Palavras-chave: futebol, racismo, educação física, pensamento decolonial, interculturalidade

El pensamiento decolonial como una alternativa al “racismo inverso” en el fútbol

Resumen

Este artículo aborda el tema del “racismo inverso” en el fútbol, considerado como otro mecanismo de subyugación de la élite blanca, y las críticas a este prejuicio. El objetivo principal es proponer una alternativa “otra” para combatir el “racismo inverso” en el fútbol, más allá de la crítica académica. Este es un estudio de naturaleza bibliográfica descriptiva, con reflexiones basadas en contribuciones teóricas de pensadores, en especial, latinoamericanos. Como alternativa “otra”, se propone un proyecto intercultural para la disciplina del fútbol en educación física, con énfasis en el pensamiento decolonial, en la universidad y en la escuela. Se entiende que para responder a las dimensiones de competencia requeridas para una alternativa “otra”, el maestro de educación física debe conocer el cuerpo teórico que respalda su campo de conocimiento y su relación con otras áreas, así como debe conocer el saber popular como parte del pensar y del hacer ciencia.
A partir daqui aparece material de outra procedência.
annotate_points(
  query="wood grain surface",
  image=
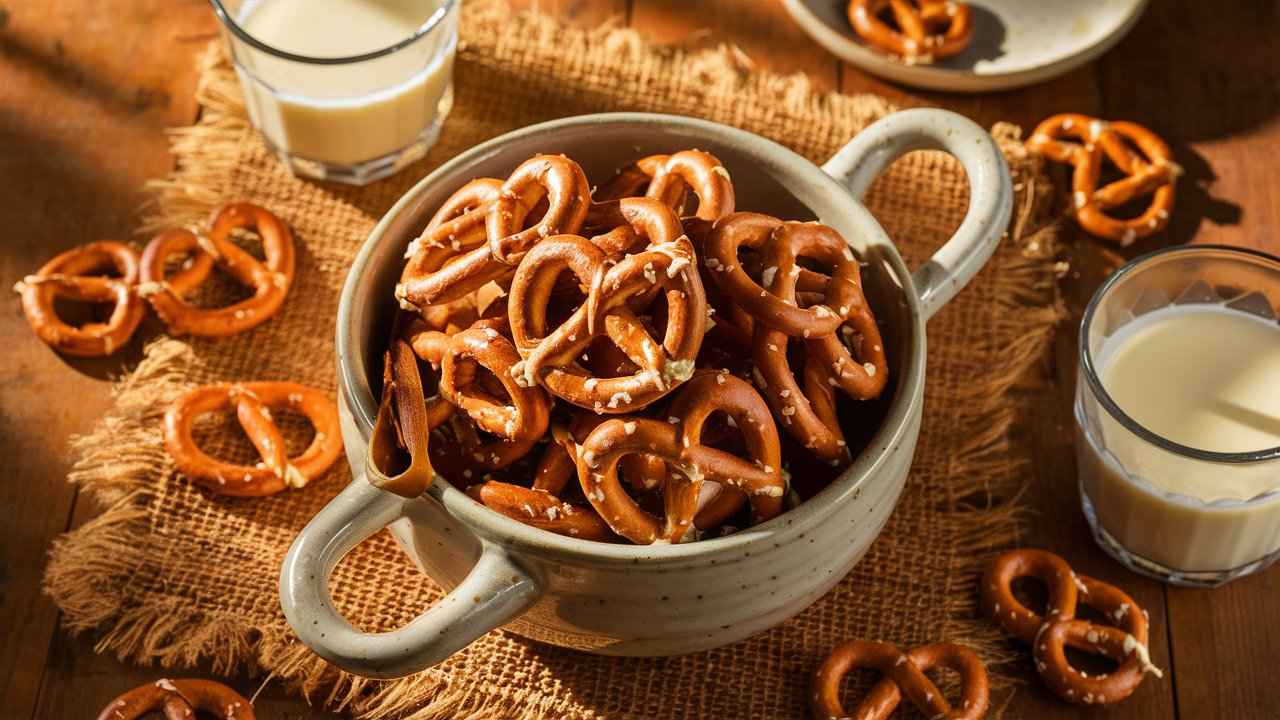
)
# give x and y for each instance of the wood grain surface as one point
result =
(87, 89)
Apostamos por que el profesional de la educación física rompa con la dicotomía de que el lugar de lo físico está fuera del aula y el del intelecto está adentro, y por que repiense el deporte escolar como una práctica social de participación colectiva.
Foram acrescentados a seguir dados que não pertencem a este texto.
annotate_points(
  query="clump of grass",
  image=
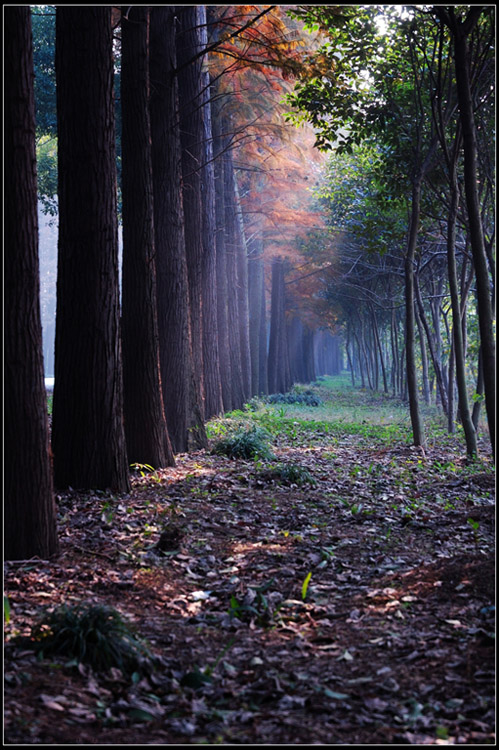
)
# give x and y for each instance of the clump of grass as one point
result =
(307, 397)
(292, 474)
(248, 443)
(92, 634)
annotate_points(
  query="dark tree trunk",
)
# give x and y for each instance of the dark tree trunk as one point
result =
(188, 44)
(211, 359)
(255, 278)
(467, 118)
(278, 358)
(221, 257)
(88, 439)
(231, 255)
(29, 508)
(182, 415)
(242, 290)
(459, 355)
(145, 426)
(410, 335)
(263, 375)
Palabras clave: fútbol, racismo, educación física, pensamiento decolonial, interculturalidad

Decolonial thinking as an alternative to “reverse racism” in soccer

Abstract

This article addresses the issue of reverse racism in soccer, considered as another subjugation mechanism of the elite of white people, and the criticism of this prejudice. The main objective is to propose an alternative “other” to fight “reverse racism” in soccer, beyond academic criticism. This is a descriptive and bibliographic study, with reflections based on theoretical contributions of thinkers, mainly Latin American. As an alternative “other”, an intercultural project is proposed for the discipline of soccer in Physical Education, with emphasis on decolonial thinking, both in college and in school. It is understood that, in order to respond to the competency dimensions required for an alternative “other”, the physical education teacher must know the theoretical body that supports his field of knowledge and its connection with other areas, as well as the popular knowledge as part of thinking and doing science. We bet on the physical education professional to break the dichotomy where the place for the physical is outside the classroom and the place for the intellect is inside, and to rethink school sports as a social practice of collective participation.
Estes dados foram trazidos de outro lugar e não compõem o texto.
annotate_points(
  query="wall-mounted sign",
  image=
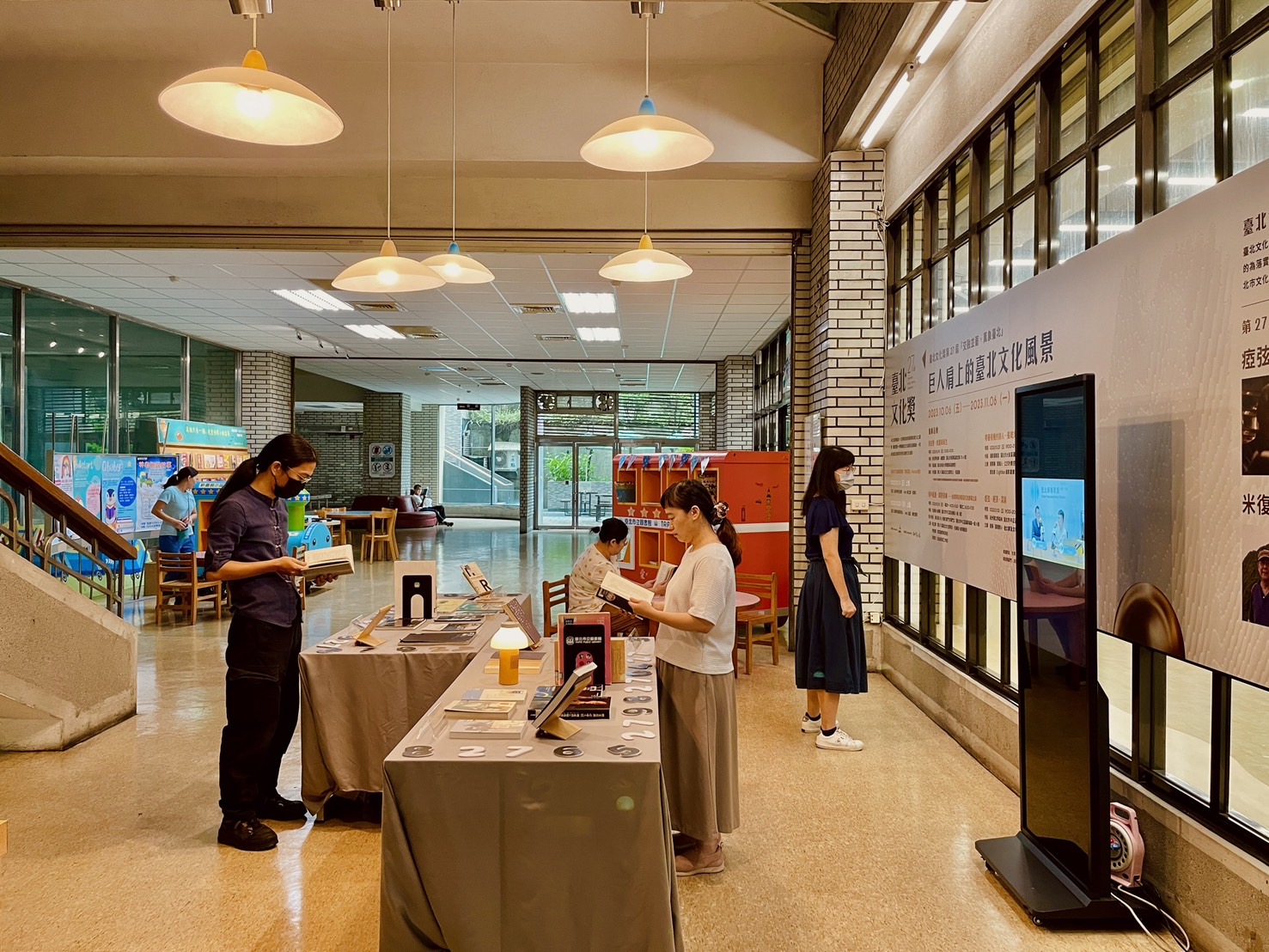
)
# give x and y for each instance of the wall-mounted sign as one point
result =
(382, 460)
Keywords: soccer, racism, physical education, decolonial thinking, interculturality

Este texto aborda a temática do “racismo às avessas”1, compreendido como as representações positivas, atribuídas aos afro-brasileiros, no espaço do futebol, que contribuem para a afirmação e a manutenção de hierarquias sociais. O elogio ao negro, no período posterior à abolição está cheio de ambiguidades, isto é, sua integração no espaço do futebol — e em outras esferas da sociedade (samba, capoeira, exército) — teria como efeito perverso a delimitação dos seus lugares de atuação e, também, a forma como os negros foram integrados à sociedade brasileira. Nesses espaços sociais, os desempenhos dos afro-brasileiros seriam louváveis e contribuiriam para a manutenção de hierarquias. No futebol também se observam as manifestações referentes a este preconceito como mais um mecanismo de subjugação da elite branca. Tem-se como objetivo central propor um pensamento “outro”2 para o combate ao “racismo às avessas” no futebol, para além da crítica acadêmica. Trata-se de um estudo de cunho bibliográfico descritivo, com reflexões a partir de aportes teóricos de pensadores preferencialmente latino-americanos.

Teorizar sobre a experiência dos negros no futebol brasileiro não é uma tarefa fácil, numa cultura a que se tem forte influência escravocrata, manifestada, dentre outros setores, através de uma mídia racista, onde muitas pessoas, inclusive pessoas negras, estão convencidas de que suas vidas não são experiências complexas e, portanto, não merecem reflexões.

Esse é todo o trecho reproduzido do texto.